The top and bottom of Jupiter are pockmarked with a chaotic mélange of swirls that are actually immense storms hundreds of miles across. The planet’s interior core appears bigger than expected, generating surprisingly strong magnetic fields. Auroral lights shining in Jupiter’s polar regions seem to operate in a reverse way to those on Earth. And plumes of ammonia may be rising out of the planet.
Those are some of the early findings of scientists working on NASA’s Juno mission, an orbiter that arrived at Jupiter on July 4 last year. With a looping elliptical orbit, Juno is making repeated dives to within about 2,600 miles of the cloud tops. The spacecraft’s instruments peer far beneath, giving scientists glimpses of the inside of Jupiter, the solar system’s largest planet.

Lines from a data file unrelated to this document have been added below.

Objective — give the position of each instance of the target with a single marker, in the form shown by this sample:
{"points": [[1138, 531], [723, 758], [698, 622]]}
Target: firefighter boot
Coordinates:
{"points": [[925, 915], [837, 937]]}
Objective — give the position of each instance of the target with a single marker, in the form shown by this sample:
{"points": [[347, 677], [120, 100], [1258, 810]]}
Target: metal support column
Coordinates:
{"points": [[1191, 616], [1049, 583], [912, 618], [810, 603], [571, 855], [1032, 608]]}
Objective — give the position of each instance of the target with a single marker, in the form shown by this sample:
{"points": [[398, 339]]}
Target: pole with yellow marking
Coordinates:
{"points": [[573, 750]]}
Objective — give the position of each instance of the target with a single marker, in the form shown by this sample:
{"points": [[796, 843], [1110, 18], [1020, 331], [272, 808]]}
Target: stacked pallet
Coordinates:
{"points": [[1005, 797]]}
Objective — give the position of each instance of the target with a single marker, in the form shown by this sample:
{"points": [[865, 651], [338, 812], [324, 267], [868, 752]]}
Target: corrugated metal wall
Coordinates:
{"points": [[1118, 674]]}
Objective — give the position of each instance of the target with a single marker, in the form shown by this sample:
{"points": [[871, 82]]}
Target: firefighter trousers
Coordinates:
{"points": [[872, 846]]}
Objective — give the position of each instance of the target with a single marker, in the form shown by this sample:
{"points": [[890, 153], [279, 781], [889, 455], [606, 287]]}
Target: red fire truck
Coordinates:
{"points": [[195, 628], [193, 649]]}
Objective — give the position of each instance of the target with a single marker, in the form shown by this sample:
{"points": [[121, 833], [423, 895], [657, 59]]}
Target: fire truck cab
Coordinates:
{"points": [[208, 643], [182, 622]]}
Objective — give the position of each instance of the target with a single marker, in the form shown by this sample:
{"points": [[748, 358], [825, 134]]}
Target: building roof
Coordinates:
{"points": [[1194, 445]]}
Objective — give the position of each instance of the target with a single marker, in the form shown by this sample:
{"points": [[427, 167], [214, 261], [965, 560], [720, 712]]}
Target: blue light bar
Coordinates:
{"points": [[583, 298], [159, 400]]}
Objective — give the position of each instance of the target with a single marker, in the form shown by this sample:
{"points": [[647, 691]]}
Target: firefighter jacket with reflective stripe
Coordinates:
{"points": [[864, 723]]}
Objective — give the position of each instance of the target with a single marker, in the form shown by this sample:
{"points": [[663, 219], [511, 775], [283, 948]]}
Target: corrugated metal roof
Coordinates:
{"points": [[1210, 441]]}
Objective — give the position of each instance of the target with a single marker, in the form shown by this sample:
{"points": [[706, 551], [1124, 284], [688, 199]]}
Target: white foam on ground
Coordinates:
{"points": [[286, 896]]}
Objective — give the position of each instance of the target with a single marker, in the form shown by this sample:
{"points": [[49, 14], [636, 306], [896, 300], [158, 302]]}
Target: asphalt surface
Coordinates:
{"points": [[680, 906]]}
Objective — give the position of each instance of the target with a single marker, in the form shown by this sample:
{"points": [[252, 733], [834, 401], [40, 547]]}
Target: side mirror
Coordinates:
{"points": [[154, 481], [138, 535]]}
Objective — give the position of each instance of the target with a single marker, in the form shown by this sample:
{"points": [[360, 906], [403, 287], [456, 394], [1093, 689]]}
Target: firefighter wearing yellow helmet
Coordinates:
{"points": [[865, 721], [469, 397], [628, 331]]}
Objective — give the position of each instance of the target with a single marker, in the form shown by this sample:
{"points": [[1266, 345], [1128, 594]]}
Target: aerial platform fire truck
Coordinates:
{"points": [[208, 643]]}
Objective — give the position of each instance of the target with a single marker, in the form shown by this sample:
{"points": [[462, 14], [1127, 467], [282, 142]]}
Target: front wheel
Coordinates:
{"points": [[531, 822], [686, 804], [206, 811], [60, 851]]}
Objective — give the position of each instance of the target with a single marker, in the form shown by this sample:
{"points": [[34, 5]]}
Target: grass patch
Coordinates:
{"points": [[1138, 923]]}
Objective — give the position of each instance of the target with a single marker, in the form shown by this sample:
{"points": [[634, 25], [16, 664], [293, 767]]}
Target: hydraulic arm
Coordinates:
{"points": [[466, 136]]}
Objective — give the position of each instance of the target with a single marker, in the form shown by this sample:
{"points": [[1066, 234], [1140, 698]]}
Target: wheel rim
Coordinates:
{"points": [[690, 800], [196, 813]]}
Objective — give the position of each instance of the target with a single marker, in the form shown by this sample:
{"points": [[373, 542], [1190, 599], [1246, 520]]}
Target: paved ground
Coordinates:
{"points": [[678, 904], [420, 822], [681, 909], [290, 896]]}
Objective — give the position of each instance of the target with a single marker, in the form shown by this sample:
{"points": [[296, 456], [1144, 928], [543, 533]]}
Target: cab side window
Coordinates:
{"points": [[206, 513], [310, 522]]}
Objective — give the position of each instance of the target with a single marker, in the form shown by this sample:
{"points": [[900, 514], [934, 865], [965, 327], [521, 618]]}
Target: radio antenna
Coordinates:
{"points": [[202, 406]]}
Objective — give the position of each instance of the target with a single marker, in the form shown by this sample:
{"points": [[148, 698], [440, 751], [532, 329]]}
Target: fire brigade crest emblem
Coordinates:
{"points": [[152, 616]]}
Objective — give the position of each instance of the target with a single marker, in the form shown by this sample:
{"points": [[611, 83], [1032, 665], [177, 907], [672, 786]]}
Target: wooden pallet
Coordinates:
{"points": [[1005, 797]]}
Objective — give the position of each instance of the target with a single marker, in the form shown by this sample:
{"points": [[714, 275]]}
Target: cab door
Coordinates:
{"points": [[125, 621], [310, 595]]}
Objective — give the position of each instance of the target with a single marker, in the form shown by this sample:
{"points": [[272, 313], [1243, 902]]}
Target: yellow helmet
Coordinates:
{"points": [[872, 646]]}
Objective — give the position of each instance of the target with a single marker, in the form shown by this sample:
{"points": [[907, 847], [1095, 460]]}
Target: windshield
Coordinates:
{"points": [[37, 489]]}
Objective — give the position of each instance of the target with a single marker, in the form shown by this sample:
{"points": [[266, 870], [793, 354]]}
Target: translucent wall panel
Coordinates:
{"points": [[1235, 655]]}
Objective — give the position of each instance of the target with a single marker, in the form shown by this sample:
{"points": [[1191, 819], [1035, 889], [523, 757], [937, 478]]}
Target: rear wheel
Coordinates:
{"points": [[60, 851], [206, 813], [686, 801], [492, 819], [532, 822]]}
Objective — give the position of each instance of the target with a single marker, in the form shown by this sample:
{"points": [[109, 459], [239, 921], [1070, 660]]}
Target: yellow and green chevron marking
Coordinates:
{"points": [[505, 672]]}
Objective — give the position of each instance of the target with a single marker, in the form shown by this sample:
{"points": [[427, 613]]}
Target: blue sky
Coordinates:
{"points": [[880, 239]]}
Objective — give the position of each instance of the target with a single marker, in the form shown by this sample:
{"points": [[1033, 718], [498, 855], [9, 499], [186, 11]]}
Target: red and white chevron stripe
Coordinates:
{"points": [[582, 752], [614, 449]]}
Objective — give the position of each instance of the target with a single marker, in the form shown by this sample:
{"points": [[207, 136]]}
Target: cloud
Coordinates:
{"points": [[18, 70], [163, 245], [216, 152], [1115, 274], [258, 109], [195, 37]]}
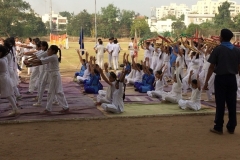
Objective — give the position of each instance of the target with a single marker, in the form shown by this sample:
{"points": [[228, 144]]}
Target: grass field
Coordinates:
{"points": [[70, 61]]}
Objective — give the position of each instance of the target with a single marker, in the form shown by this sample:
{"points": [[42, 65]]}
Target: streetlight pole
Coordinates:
{"points": [[50, 16], [95, 21]]}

Two papers, one describing the polar storms, the other examining the magnetic fields and auroras, appear in this week’s issue of the journal Science. A cornucopia of 44 additional papers are being published in the journal Geophysical Research Letters.
NASA’s earlier missions — the flybys of Voyager 1 and 2 in 1979 and an extended orbital visit by Galileo from 1995 to 2003 — looked at Jupiter from the side. What the spacecraft could see of the polar regions was from a sharp angle, with details hard to make out.
“You never really see the whole thing in all its glory at the same time,” said John E.P. Connerney, a scientist at NASA’s Goddard Space Flight Center in Greenbelt, Md., and deputy principal investigator on the mission.